The New Math of the Trinity (1+1+1=1)
Trinity Sunday (Year A)
Genesis 1.1—2.4a; Matthew 28.16-20
St. Gregory’s, Long Beach
Those of us of a certain age probably remember “New Math.” Even if we didn’t quite know what it meant, we heard the term a lot back in the “Dark Ages” of our youth. New Math was a dramatically different way of teaching math that was popular in the 1950s through the 1970s. A way that was, at the time, quite controversial. Many of us here probably learned math the “new” way without ever knowing it, without ever knowing there was an old way. As a kid, when I heard something on the news about New Math, I sarcastically wondered (yes, I was sarcastic even as a child) so instead of two plus two equals four, under New Math does two plus two now equal five?

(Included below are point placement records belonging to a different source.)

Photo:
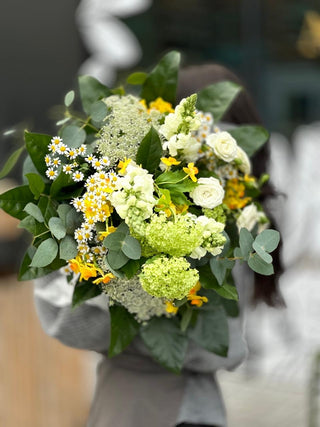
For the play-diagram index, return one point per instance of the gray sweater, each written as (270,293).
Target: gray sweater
(132,390)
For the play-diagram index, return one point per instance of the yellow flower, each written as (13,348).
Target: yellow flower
(191,171)
(195,299)
(122,165)
(171,308)
(161,105)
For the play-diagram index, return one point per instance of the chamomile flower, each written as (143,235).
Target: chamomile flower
(51,173)
(77,176)
(68,168)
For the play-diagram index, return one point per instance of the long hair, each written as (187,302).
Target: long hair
(242,111)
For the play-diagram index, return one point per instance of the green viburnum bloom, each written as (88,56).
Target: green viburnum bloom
(176,238)
(170,278)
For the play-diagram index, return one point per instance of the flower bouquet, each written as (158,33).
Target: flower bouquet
(150,203)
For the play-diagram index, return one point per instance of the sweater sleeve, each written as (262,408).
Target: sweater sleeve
(84,327)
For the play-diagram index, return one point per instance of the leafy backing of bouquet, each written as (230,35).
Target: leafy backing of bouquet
(150,204)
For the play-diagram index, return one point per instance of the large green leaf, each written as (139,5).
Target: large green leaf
(150,151)
(124,328)
(84,291)
(211,330)
(91,90)
(45,253)
(14,201)
(250,138)
(37,147)
(217,98)
(162,81)
(166,342)
(11,162)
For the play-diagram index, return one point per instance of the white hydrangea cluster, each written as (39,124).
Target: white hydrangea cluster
(130,294)
(64,158)
(133,190)
(126,125)
(178,130)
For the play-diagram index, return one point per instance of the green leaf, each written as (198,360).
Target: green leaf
(69,98)
(217,98)
(211,330)
(267,240)
(114,241)
(84,291)
(258,265)
(219,268)
(150,151)
(131,247)
(45,253)
(73,136)
(34,211)
(11,162)
(137,78)
(166,342)
(186,318)
(123,329)
(68,248)
(37,147)
(116,259)
(36,184)
(57,228)
(250,138)
(245,242)
(30,224)
(91,90)
(162,81)
(14,201)
(29,273)
(99,111)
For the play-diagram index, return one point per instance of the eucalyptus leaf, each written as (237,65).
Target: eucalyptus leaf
(84,291)
(166,342)
(14,201)
(45,253)
(34,211)
(162,81)
(68,248)
(36,184)
(257,264)
(250,138)
(150,151)
(217,98)
(131,247)
(37,147)
(69,98)
(137,78)
(91,90)
(123,329)
(73,136)
(57,228)
(11,162)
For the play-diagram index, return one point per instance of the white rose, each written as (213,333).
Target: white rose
(245,165)
(248,217)
(208,194)
(224,145)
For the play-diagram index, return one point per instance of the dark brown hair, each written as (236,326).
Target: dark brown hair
(242,111)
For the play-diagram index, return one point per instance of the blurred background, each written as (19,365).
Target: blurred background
(274,46)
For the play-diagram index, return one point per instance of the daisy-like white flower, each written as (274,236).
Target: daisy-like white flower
(56,162)
(68,169)
(82,150)
(72,153)
(62,149)
(47,159)
(51,173)
(77,176)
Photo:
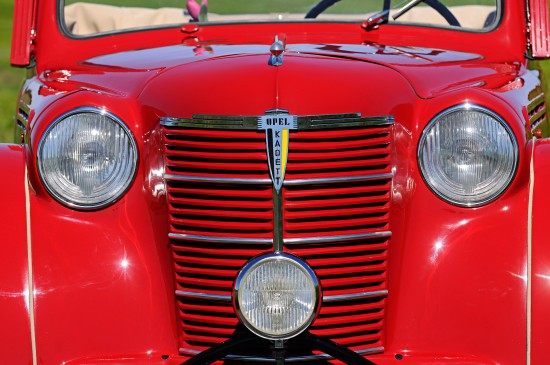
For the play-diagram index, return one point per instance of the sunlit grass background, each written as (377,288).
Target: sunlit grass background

Or three? Or some other number that changes depending on circumstances? I only recently learned that New Math was a shift away from merely memorizing mathematical facts and procedures to trying to teach children the underlying structures and concepts of mathematics. To more fully understand how math operated as opposed to just doing it.
Every year when we come to Trinity Sunday, I cannot help but think of New Math. That when it comes to the Trinity, we are dealing with a New Math, of sorts. That in Trinitarian Math, while one plus one plus one equals three, it also means that one plus one plus one equals one.